Pendidikan Ibn Arabi dimulai di Seville,
ketika ayahnya menjabat di istana dengan pelajaran yang umum saat itu, al-
Qur’an, hadis, fiqh, teologi dan filsafat skolastik. Keberhasilan pendidikan
dan kecerdasan otaknya --juga kedudukan ayahnya-- mengantarkannya sebagai
sekretaris gubernur Seville dalam usia belasan. Yang perlu dicatat, bahwa kota
Saville saat itu, selain sebagai kota ilmu pengetahuan juga merupakan pusat
kegiatan sufisme dengan banyak guru sufi terkenal tinggal disana. Kondisi
keluarga dan lingkungan yang kondusif dan kaya mempercepat pembentukan Ibn
Arabi sebagai tokoh sufis yang terpelajar, apalagi ia telah masuk thariqat
sejak usia 20 tahun.
Selama menetap di Saville, Ibn
Arabi muda sering melakukan kunjungan ke berbagai kota di Spanyol, untuk
berguru dan bertukar pikiran dengan para tokoh sufi maupun sarjana terkemuka.

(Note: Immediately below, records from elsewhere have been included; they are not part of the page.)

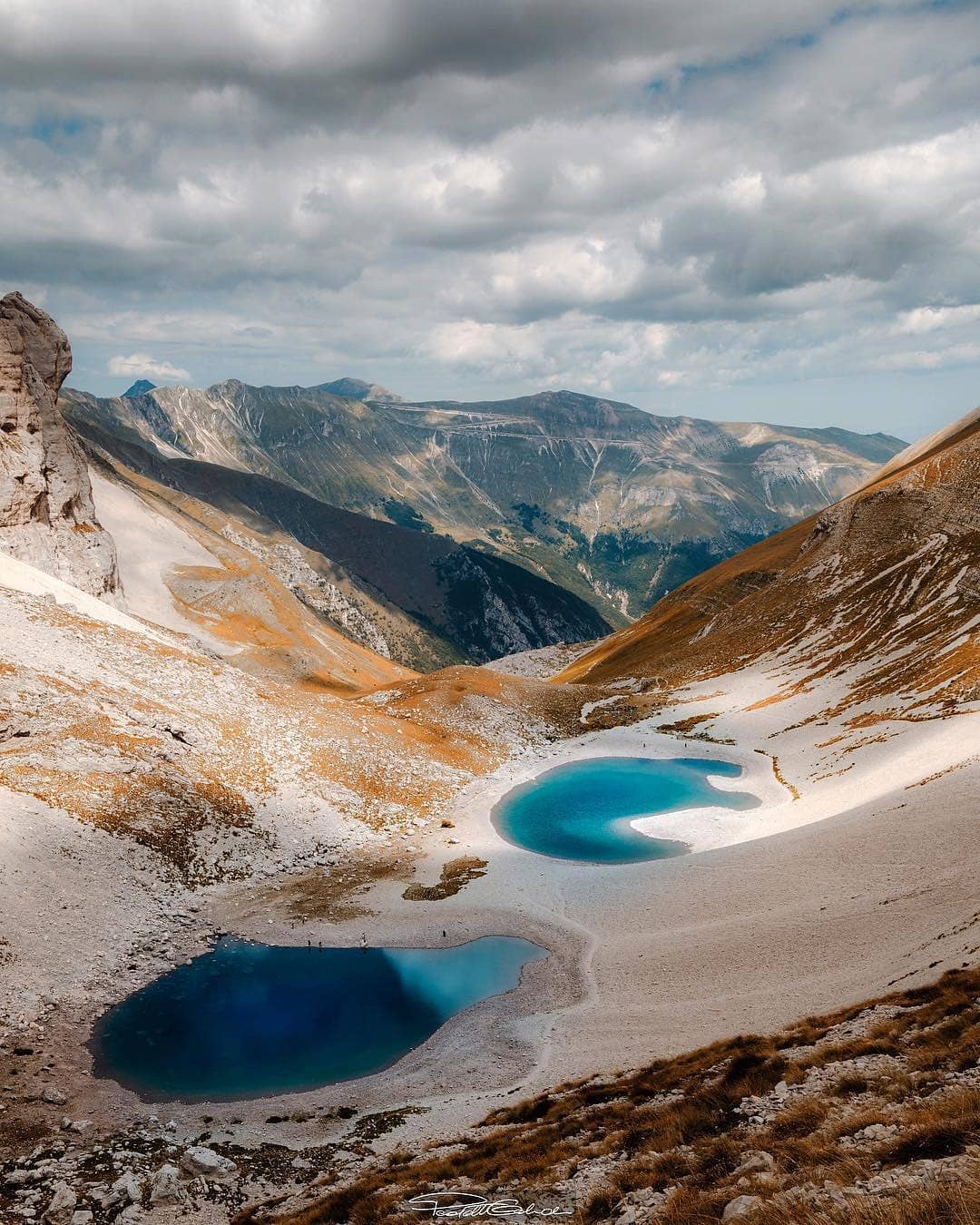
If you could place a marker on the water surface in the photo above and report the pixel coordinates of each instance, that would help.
(582, 811)
(249, 1019)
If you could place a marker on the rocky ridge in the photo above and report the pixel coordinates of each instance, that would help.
(612, 503)
(46, 514)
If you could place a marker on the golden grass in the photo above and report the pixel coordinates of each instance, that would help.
(674, 1124)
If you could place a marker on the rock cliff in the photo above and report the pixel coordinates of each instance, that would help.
(46, 512)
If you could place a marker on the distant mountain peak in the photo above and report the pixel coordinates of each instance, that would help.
(139, 388)
(357, 388)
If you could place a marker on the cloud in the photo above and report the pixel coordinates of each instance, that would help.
(668, 202)
(140, 365)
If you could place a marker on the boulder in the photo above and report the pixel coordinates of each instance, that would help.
(164, 1186)
(63, 1204)
(756, 1161)
(205, 1161)
(46, 512)
(742, 1206)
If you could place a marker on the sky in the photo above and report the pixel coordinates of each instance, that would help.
(765, 210)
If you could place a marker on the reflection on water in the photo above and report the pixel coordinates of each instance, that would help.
(582, 811)
(249, 1019)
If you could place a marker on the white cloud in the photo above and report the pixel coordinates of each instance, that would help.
(142, 365)
(663, 202)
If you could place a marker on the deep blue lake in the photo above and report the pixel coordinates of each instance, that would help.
(582, 811)
(251, 1019)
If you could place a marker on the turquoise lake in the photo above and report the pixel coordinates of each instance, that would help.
(250, 1019)
(582, 811)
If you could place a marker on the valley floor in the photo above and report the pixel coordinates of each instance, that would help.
(811, 904)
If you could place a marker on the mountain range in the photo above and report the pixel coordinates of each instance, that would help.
(614, 504)
(223, 712)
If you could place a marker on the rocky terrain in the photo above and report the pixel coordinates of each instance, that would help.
(879, 592)
(419, 598)
(46, 514)
(867, 1115)
(612, 503)
(218, 756)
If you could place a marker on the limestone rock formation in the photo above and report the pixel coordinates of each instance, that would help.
(46, 514)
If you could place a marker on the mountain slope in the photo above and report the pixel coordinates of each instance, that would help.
(879, 593)
(612, 503)
(418, 597)
(46, 514)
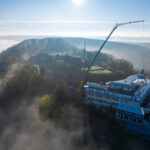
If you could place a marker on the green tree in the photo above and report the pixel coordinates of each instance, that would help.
(46, 104)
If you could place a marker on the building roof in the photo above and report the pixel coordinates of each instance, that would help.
(131, 109)
(130, 82)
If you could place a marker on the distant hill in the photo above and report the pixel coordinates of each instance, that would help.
(137, 54)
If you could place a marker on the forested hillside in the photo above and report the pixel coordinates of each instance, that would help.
(41, 104)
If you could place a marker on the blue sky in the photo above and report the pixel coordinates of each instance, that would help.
(94, 18)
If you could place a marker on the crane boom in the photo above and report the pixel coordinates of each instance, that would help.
(116, 26)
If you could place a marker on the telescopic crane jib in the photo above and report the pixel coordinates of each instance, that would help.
(116, 26)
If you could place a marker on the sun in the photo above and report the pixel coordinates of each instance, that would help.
(78, 2)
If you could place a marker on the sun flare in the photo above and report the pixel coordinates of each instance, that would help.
(78, 2)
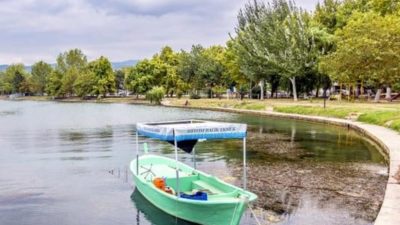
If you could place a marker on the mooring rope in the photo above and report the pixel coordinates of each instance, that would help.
(252, 212)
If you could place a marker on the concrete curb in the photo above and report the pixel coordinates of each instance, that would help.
(385, 138)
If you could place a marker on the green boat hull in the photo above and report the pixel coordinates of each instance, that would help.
(225, 207)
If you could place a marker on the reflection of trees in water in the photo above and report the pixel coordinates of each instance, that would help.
(86, 140)
(281, 186)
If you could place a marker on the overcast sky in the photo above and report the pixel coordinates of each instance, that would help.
(32, 30)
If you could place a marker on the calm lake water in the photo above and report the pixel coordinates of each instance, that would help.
(65, 163)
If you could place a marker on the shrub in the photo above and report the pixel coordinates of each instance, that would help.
(194, 96)
(179, 94)
(155, 95)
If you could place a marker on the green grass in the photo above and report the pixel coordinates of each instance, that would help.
(389, 119)
(382, 114)
(316, 111)
(250, 106)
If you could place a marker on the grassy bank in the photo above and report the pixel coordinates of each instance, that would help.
(383, 114)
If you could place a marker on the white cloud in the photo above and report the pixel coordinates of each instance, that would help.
(33, 30)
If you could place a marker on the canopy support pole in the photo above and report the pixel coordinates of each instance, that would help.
(176, 165)
(137, 153)
(244, 165)
(194, 157)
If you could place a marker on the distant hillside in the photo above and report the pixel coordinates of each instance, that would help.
(115, 65)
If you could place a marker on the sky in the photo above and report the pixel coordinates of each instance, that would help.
(33, 30)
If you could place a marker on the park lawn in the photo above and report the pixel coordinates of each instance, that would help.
(383, 114)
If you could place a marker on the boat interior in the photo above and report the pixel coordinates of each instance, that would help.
(190, 180)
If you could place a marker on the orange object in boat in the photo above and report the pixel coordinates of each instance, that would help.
(159, 183)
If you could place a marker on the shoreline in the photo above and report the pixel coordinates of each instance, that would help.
(388, 140)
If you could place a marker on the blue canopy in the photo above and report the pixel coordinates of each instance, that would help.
(188, 132)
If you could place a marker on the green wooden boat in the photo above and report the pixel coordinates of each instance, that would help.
(224, 204)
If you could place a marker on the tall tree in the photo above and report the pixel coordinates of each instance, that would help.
(274, 39)
(40, 73)
(104, 75)
(368, 50)
(70, 65)
(14, 78)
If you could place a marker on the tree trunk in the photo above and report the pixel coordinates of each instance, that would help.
(261, 89)
(293, 81)
(388, 93)
(378, 95)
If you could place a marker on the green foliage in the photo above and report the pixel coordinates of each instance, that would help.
(139, 79)
(54, 84)
(368, 50)
(155, 95)
(86, 84)
(274, 39)
(103, 76)
(70, 65)
(40, 73)
(15, 79)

Salah satu kunjungan yang paling mengesankan adalah ketika bertemu dengan Ibn
Rusyd (1126- 1198 M), dimana saat itu Ibn Arabi mengalahkan tokoh filosof
Paripatetik ini dalam perdebatan dan tukar fikiran; sesuatu yang menunjukkan kecerdasan yang luar biasa dan luasnya
wawasan spiritual sufi muda ini. Juga, menurut Kautsar, menujukkan adanya
hubungan yang kuat antara mistisisme dan filsafat dalam kesadaran metafisis Ibn
Arabi. Pengalaman- pengalaman visioner mistiknya berhubungan dan disokong oleh
pemikiran filosofisnya yang ketat. Ibn Arabi adalah seorang mistikus sekaligus
filosof paripatetik, sehingga bisa memfilsafatkan pengalaman spiritualnya ke
dalam suatu pandangan dunia metafisis maha besar sebagaimana dilihat dalam
gagasannya tentang wahdat al-wujud.
Selanjutnya, pengembaraannya
semakin luas dan mulai keluar dari semenanjung Iberia menuju Tunis (1193 M)
untuk berguru pada Ibn Qusi; tokoh sufi yang melakukan pemberontakan pada
dinasti Murabbitin. Kemudian pergi ke Fez dan tinggal disana selama 4 tahun,
terus ke Marrakesy, Almaria, Bugia dan kembali ke Tunis (1202 M), setelah pada
tahun 1199 M, pulang ke Kordova guna menghadiri pemakaman Ibn Rusyd. Selama
pengembaraan ini, ia sempat menelorkan beberapa karya tulis, seperti Mawâqi’
al-Nujûm, Insya al-Dawair dan lainnya. Akan tetapi, situasi religio-politis
tidak mengizinkan Ibn Arabi tinggal lama di Spanyol ataupun di Afrika utara,
sehingga ia melarikan diri ke Makkah (1201 M), karena --seperti tokoh sufi lainnya--
dituduh menggerakkan makar terhadap pemerintah.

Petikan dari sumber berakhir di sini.